Experts Say Sink Holes Aren't Uncommon in South Central Kentucky

"So you can compact a sink hole, fill it up and build a building on top of it. However, the cave streams will continue to undermine any of that soil that may be funneling it's way down," said Dr. Michael May, WKU Professor for Department of Geography and Geology.

BOWLING GREEN, Ky. (WBKO) -- “There are a lot of sinkholes in South Central Kentucky and one of the reasons we have them is because of our limestone," said Dr. Michael May, WKU Professor for Department of Geography and Geology.

A lot of local residents are familiar with sinkholes in this area and many even have sinkholes on their land. One common question, how do these sinkholes form?

"Basically it is the interplay of the water, dissolving with a weak acid, carbonic acid, dissolving the lime stone, making our karst region, our caves and sink holes," said Dr.

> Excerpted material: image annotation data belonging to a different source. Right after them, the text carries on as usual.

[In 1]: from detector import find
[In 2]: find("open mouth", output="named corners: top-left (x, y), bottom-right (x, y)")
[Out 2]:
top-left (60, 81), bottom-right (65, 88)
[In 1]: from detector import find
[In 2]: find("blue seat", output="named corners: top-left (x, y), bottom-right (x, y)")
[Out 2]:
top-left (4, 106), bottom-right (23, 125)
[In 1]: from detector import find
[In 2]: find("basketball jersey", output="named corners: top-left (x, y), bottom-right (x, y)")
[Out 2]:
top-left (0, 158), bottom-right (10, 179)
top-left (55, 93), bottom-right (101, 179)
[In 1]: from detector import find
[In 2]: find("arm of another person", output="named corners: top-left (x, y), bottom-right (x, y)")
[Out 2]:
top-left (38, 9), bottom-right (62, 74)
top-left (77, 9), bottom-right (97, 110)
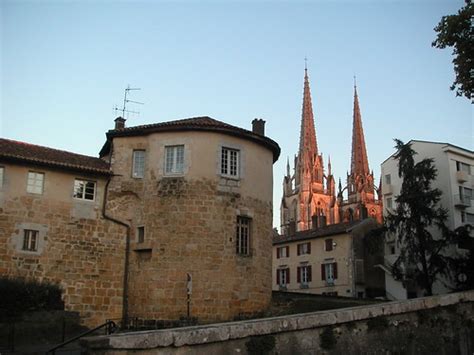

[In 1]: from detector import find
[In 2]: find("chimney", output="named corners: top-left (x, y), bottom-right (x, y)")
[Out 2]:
top-left (252, 118), bottom-right (265, 136)
top-left (114, 116), bottom-right (126, 129)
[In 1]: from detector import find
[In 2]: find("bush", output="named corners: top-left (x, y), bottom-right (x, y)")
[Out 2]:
top-left (0, 277), bottom-right (64, 317)
top-left (319, 328), bottom-right (337, 350)
top-left (245, 335), bottom-right (275, 355)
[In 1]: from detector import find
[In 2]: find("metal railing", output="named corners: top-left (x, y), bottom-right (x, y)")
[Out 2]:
top-left (46, 320), bottom-right (117, 355)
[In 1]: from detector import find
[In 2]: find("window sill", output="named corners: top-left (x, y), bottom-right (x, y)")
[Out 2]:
top-left (133, 242), bottom-right (153, 252)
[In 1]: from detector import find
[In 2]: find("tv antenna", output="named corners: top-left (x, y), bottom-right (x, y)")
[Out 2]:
top-left (114, 84), bottom-right (144, 118)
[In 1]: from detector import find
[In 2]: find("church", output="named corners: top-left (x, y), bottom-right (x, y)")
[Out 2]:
top-left (280, 68), bottom-right (382, 235)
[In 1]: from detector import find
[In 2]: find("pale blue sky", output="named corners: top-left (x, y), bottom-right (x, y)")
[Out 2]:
top-left (0, 0), bottom-right (473, 226)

Michael May, WKU Professor for Department of Geography and Geology.

There are investigative surveys land owners can pay for to study the land and learn if sinkholes do exist. It is common for land owners to locate a sinkhole and choose to fill it in.

"So you can compact a sinkhole, fill it up and build a building on top of it. However, the cave streams will continue to undermine any of that soil that may be funneling it's way down," said Dr. Michael May, WKU Professor for Department of Geography and Geology.

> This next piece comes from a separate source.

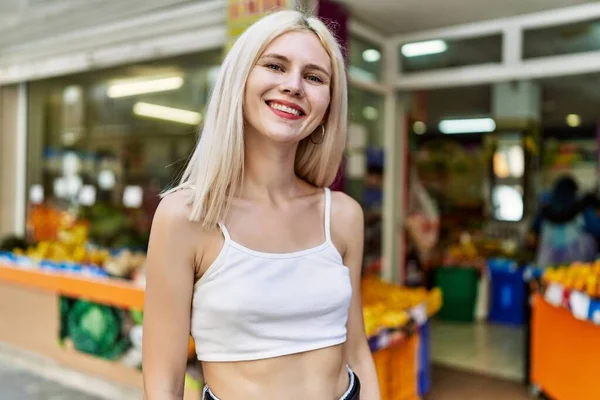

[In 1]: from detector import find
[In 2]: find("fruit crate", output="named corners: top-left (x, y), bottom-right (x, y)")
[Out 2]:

Experts say, even after leveling the land and filling in sinkholes underneath a building, the larger the structure and the longer it sits, the chances of it caving into the sinkhole does increase.

"So a small house, people shouldn't freak out and think oh my gosh my house is going to go down," said Dr. Michael May, WKU Professor for Department of Geography and Geology.

But as we all know, anything can happen.

"One thing you can do is make sure your down spouts are draining a number of feet away. Make sure the little rubber corrugated hoses are not draining near your foundation. If you don't like the unsightliness of that, you can bury them,” said Dr. Michael May, WKU Professor for Department of Geography and Geology.

Experts say, flat land is actually unnatural for this area. When spotted, it could mean it was graded off during construction and sinkholes were filled in to create level areas. Examples of this could be land underneath Greenwood Mall, WKU and the Corvette museum.